Lee takes this as a demonstration of the power of capitalism to co-opt and subvert criticism (reach for your Gramsci everyone). This understanding also makes me think about Rousseau‘s statement that “”The first man who, having fenced in a piece of land, said “This is mine,” and found people naïve enough to believe him, that man was the true founder of civil society.”

One of the more obvious products of recent economic development has been a trend towards large increases in the income of the most well-off coupled with fairly modest ones for those of moderate income. This is true both internationally and within countries including Canada, Britain, and the United States. The willingness of people to tolerate that differential – whether justified by merit, libertarianism, or some other doctrine – would seem to hinge upon the same sorts of considerations as those which have transformed the societal understanding of the game of Monopoly.

PS. I wrote previously on executive pay and income inequality.

{ 5 comments… read them below or add one }

Anon February 9, 2007 at 6:24 pm

It seems that most games that people play are seperated from brutality and immorality mostly because they are taken to ‘just be games.’

R.K. February 9, 2007 at 9:04 pm

This match will determine once and for all which nation is the greatest on earth: Mexico or Portugal.

Chris February 13, 2007 at 2:08 pm

A distant memory of Foundations 103 reminds me of a philosopher who made some analogy about justice using sea shells….something about we can all receive equal sea shells but would naturally trade them differently based on how we value things differently, leading to a non-uniform distribution of sea shells (because people are non-uniform), but the name of the philosopher, his text, and all the rest are lost in the ether

Milan February 13, 2007 at 2:14 pm


Perhaps the example was meant to illustrate Pareto Optimality – in which free exchanges eventually lead to the most utility generating distribution possible without coercion, and also without any central coordination.

. December 19, 2017 at 9:31 pm

Finally, and perhaps most importantly, by bringing fans together and allowing them to trade wisdom and good ideas, technology has drastically improved the games themselves. One consequence of the board-gaming boom has been to help designers come up with a set of principles and rules-of-thumb that add up, more or less, to a theory of fun.

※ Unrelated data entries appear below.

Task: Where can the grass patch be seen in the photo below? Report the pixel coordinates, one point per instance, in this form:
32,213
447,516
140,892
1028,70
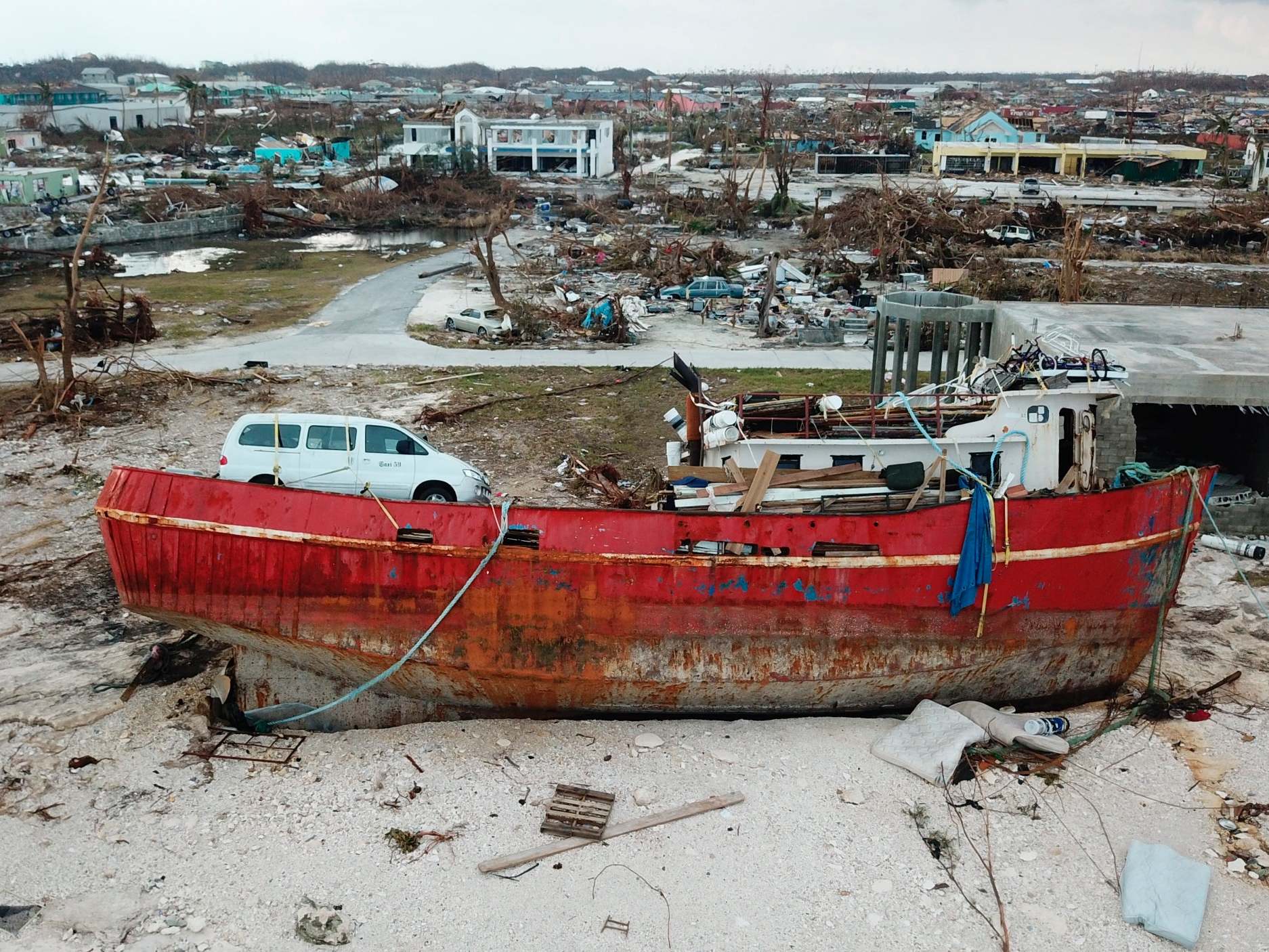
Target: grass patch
1259,578
259,284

One way to get a sense of it is to look at a well-known game that violates many of this theory’s tenets. Monopoly is, by most calculations, the bestselling board game of all time. Yet it languishes near the bottom of a list of games as reviewed by the users of BoardGameGeek, a popular website. In the eyes of a modern game designer, it does almost everything wrong. (One reason may be that Monopoly is a polemic disguised as a board game, designed to warn of the dangers of untrammelled capitalist power. It was not intended to be a jolly Christmas pastime.)

One of Monopoly’s big mistakes is positive feedback, designer-speak for a mechanism by which a small advantage early on snowballs into a big, insurmountable one later in the game, which makes things boring for the other players. Modern designers tend to prefer negative feedback, in which life gets harder for those doing well. Sometimes that is enforced by explicit penalties. Sometimes it emerges by itself, or through political dealing by other players. Conquering too many planets in a game of Twilight Imperium may make it hard to defend existing territory, for instance, especially if other players decide to gang up on the leader. That helps to keep things interesting for everyone.

Another problem is that Monopoly has a large element of luck (movement is controlled by rolling dice) and limited strategic depth. Some properties simply offer a better return on investment than others: buying them is always a good idea. Better to offer players less obvious, more thought-provoking choices: advantages that come with significant trade-offs, for instance, or whose usefulness varies depending on what is happening in the rest of the game. Hidden information opens up the potential for bluffing and misdirection. In Ticket to Ride, players compete to build railways across Europe. At the beginning, each player is given a set of secret objectives. If her opponents are to thwart them, they must first try to infer these from how she is playing. Introducing elements of politics, diplomacy or trading can give players things to do even when it is not their turn, helping to keep their interest from wandering.